C’est un tube souple recourbé à ces 2 extrémités que l’on laisse dans l’uretère (conduit entre le rein et la vessie) après examen ou traitement d’une obstruction de l’uretère. Une des extrémités en J est positionnée dans le rein, l’autre extrémité également en J est dans la vessie Les courbures de ces 2 extrémités, qui lui donnent son nom « double J » lui permettent d’être auto statique, c’est-à-dire de tenir tout seul même si l’on bouge ou se lève
Par exemple l’extraction d’un calcul urétéral par ureteroscopie. Elle est parfois posée dans les obstacles chroniques du haut appareil urinaire ou après une chirurgie de reconstruction.
Son rôle est de permettre le bon écoulement de l’urine du rein vers la vessie qui pourrait être perturbé par l’œdème urétéral postopératoire et occasionner des douleurs de coliques néphrétiques tout en favorisant une bonne cicatrisation après des manœuvres endoscopiques.

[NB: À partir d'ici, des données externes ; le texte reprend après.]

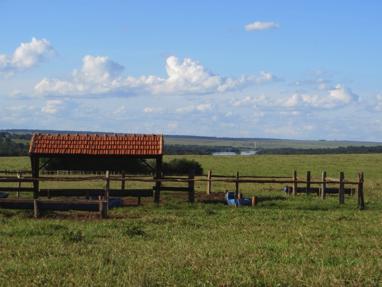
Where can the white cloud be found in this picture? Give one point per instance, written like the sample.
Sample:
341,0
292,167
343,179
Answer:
204,107
378,106
333,98
26,56
52,106
259,26
150,110
195,108
100,75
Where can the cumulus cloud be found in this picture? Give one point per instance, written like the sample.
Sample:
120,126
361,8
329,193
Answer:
195,108
26,56
378,106
333,98
100,75
259,26
52,106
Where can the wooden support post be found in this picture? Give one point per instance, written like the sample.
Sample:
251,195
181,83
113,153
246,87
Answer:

La sonde JJ est posée sous anesthésie en fin de procédure sur l’uretère. Elle est par contre retirée quelques jours à quelques semaines plus tard (selon les pathologies) sous anesthésie locale au cours d’une cystoscopie ou d’une fibroscopie.
Elle peut provoquer une gène ou des saignements par frottement contre la paroi vésicale ou des douleurs très brèves de coliques néphrétiques lors du début de la miction par remontée d’urine de la vessie vers le rein. Toutefois son caractère totalement interne constitue un grand progrès, car auparavant l’on devait laisser une sonde sortant à l’extérieur jusqu’à cicatrisation complète.